Two residents contracted meningitis - one has been recovering in hospital, the other was Greg Thomas, a first year student.

Mr Thomas is overcoming viral meningitis. He blamed his poor living conditions for the illness and feared he would now fail his course.

Other students spoken to by NZPA complained of low security in the buildings - last month there were five burglaries in three days.

One student said the windows had hardly any resistance and the bedroom doors could be easily opened with a credit card.

Since recent break-ins, Unitec put bars over downstairs windows, making it feel like a prison, said resident Ben Butcher.

"Why make your student accommodation look like a jail?"

Unitec chief financial officer and executive director of finance and infrastructure Paul Conder said it was dealing with each issue.

It would pass complaints to the body corporate.

Unitec needed permission from the apartment owners to make changes on the buildings, he said.

He placed blame on some of the students for not cleaning their apartments properly.

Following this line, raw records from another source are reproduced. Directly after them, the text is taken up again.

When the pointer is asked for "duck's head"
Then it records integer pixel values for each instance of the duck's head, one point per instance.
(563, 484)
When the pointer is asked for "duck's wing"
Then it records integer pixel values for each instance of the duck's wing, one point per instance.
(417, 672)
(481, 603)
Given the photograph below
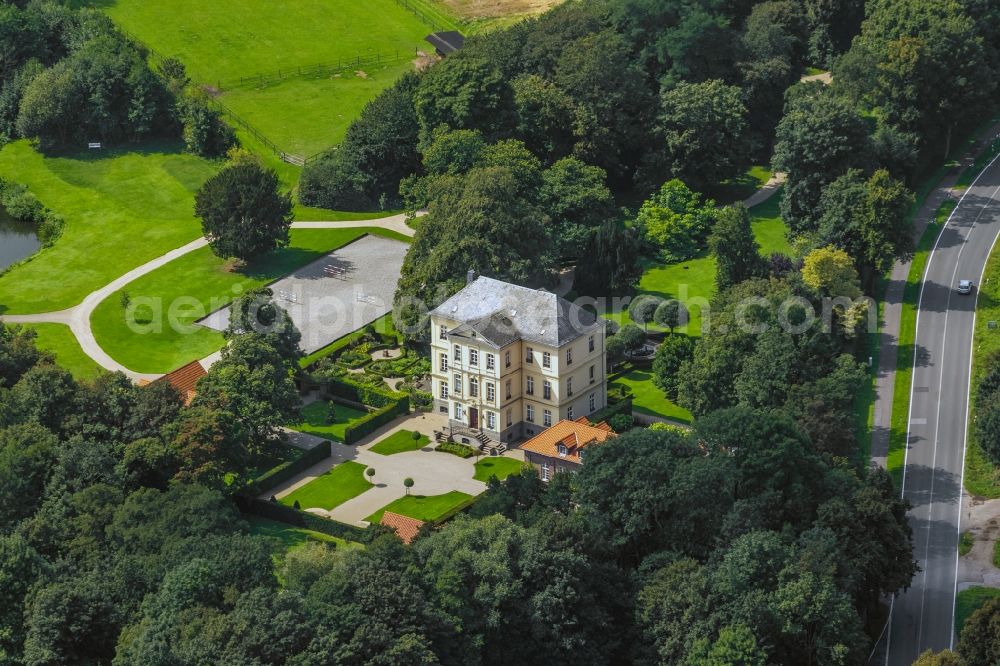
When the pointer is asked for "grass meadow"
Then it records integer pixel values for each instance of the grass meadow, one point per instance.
(224, 40)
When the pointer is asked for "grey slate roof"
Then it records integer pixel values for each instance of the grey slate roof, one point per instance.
(500, 313)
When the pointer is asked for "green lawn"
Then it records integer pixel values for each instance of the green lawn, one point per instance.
(284, 537)
(423, 507)
(742, 186)
(122, 209)
(898, 425)
(201, 283)
(968, 601)
(400, 442)
(497, 466)
(980, 473)
(223, 40)
(58, 339)
(343, 482)
(316, 420)
(647, 398)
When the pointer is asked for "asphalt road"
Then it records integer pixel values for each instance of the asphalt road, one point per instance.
(922, 617)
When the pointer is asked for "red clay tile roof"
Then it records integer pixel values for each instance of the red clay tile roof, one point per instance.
(574, 435)
(184, 379)
(406, 528)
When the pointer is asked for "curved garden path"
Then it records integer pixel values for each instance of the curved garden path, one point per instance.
(78, 316)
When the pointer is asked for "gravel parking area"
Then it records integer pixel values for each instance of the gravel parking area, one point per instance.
(339, 293)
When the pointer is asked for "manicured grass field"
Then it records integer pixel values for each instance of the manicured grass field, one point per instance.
(122, 209)
(58, 339)
(316, 420)
(968, 602)
(647, 398)
(497, 466)
(223, 40)
(343, 482)
(284, 537)
(423, 507)
(400, 442)
(206, 283)
(980, 473)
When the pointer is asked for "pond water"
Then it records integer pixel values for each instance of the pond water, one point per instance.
(17, 240)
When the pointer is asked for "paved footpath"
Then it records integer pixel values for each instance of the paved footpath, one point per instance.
(78, 317)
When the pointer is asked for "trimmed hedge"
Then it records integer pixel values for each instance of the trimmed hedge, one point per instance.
(286, 514)
(620, 407)
(287, 470)
(366, 394)
(374, 420)
(456, 449)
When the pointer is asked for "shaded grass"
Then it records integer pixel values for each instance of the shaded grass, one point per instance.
(285, 538)
(428, 508)
(968, 602)
(740, 187)
(980, 473)
(205, 283)
(497, 466)
(122, 209)
(316, 420)
(907, 333)
(400, 442)
(693, 283)
(647, 398)
(59, 339)
(341, 483)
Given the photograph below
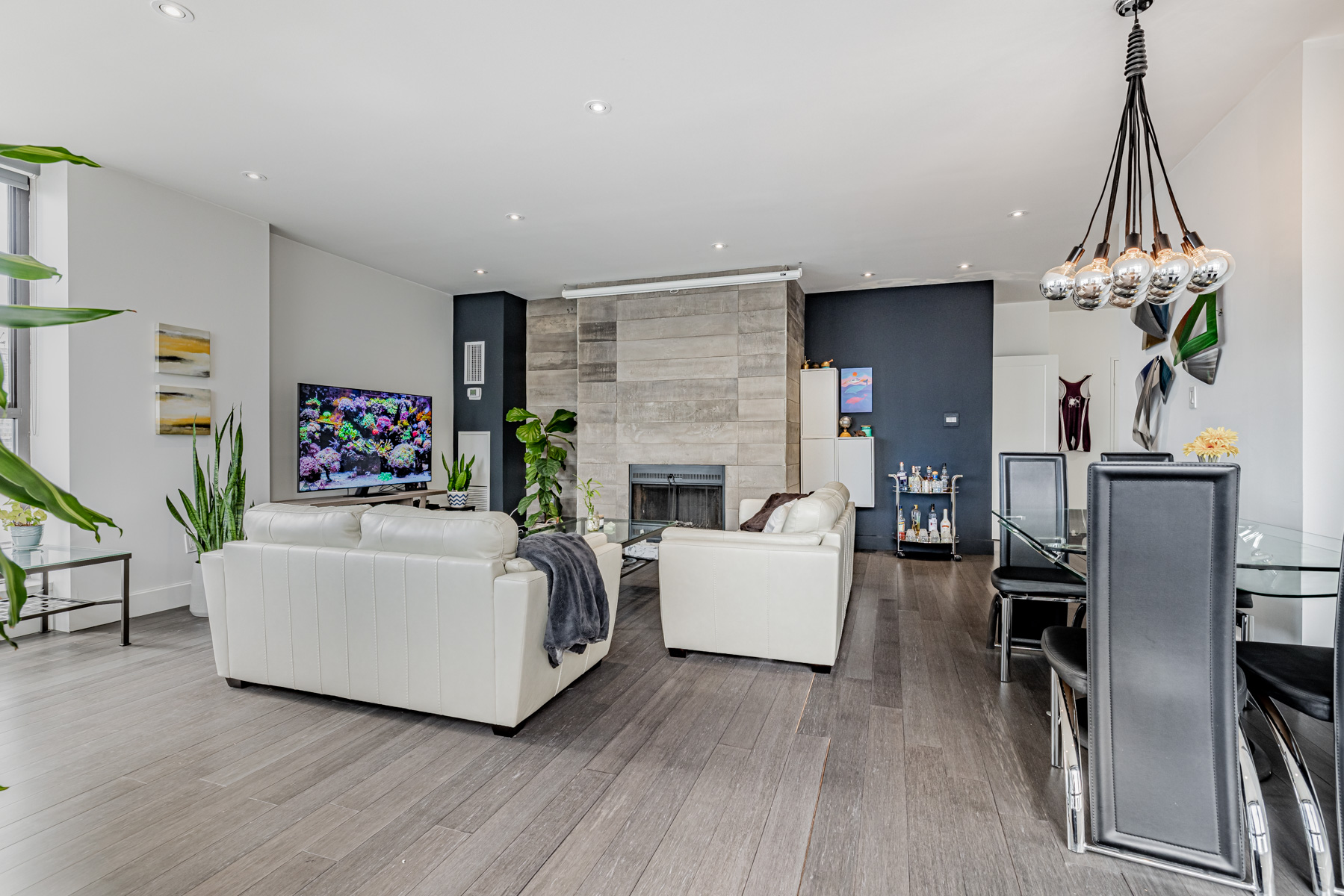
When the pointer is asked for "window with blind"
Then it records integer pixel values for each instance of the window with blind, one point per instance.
(13, 344)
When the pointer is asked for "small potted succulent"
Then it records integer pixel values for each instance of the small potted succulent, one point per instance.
(25, 524)
(592, 489)
(459, 480)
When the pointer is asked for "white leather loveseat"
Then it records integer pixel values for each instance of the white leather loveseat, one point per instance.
(427, 610)
(780, 595)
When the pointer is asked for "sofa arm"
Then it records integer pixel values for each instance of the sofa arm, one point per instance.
(758, 600)
(217, 608)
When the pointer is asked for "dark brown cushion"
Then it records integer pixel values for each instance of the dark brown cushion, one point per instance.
(757, 523)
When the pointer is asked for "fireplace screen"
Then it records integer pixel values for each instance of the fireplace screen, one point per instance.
(691, 494)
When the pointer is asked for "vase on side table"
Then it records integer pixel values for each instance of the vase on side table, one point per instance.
(26, 536)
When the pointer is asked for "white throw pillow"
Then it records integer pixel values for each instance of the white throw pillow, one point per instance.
(323, 527)
(778, 516)
(814, 514)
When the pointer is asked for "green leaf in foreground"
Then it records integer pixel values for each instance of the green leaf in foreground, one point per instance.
(27, 316)
(26, 267)
(45, 155)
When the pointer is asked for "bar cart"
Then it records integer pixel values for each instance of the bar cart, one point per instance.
(929, 547)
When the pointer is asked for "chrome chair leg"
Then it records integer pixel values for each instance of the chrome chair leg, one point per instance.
(1313, 822)
(1076, 817)
(1054, 719)
(1257, 822)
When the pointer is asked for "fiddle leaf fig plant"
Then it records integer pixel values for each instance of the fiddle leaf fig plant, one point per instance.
(545, 460)
(19, 480)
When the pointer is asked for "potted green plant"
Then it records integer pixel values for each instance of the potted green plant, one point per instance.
(25, 523)
(592, 489)
(459, 480)
(217, 514)
(545, 460)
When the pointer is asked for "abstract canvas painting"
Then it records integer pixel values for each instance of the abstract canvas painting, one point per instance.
(178, 408)
(856, 390)
(182, 351)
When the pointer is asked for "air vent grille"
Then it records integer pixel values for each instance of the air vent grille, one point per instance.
(474, 363)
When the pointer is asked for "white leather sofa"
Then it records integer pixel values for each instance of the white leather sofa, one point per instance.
(780, 595)
(427, 610)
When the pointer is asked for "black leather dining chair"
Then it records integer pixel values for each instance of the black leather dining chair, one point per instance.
(1308, 680)
(1136, 457)
(1171, 778)
(1032, 491)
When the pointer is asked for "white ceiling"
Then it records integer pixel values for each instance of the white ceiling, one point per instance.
(856, 134)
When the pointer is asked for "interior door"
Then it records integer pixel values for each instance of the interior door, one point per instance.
(1026, 410)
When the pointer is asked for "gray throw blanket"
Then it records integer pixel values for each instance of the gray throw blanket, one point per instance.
(578, 609)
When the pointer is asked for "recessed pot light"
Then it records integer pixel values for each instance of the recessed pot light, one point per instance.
(173, 11)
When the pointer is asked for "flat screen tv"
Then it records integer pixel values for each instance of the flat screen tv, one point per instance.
(359, 438)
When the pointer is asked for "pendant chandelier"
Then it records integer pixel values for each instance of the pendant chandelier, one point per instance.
(1137, 274)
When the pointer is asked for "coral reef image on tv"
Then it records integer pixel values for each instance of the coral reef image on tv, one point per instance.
(355, 438)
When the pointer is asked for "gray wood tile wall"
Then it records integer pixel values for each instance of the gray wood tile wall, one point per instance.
(696, 376)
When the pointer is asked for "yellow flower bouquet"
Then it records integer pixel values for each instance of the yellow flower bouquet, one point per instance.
(1213, 444)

Unitec had responded to insect infestation by fumigating the buildings, and was planning an external review.

By saying it could only make changes with the body corporation's agreement, the Unitec was putting up a "smokescreen" to avoid taking responsibility, Mr Powell said.

"These are their students on their campus, they pay their money to the Unitec cashiers...It's (the accommodation) advertised and marketed as Unitec's in the booklets and pamphlets to overseas students and is on Unitec grounds," he said.

"That screams louder than anything else, it's Unitec problem."

Mr Powell is trying to get a building inspector and the health board to go through the apartments.

Students hated living in the Unitec accommodation and most of them wanted to move out but couldn't for fearing of losing thousands of dollars, he said.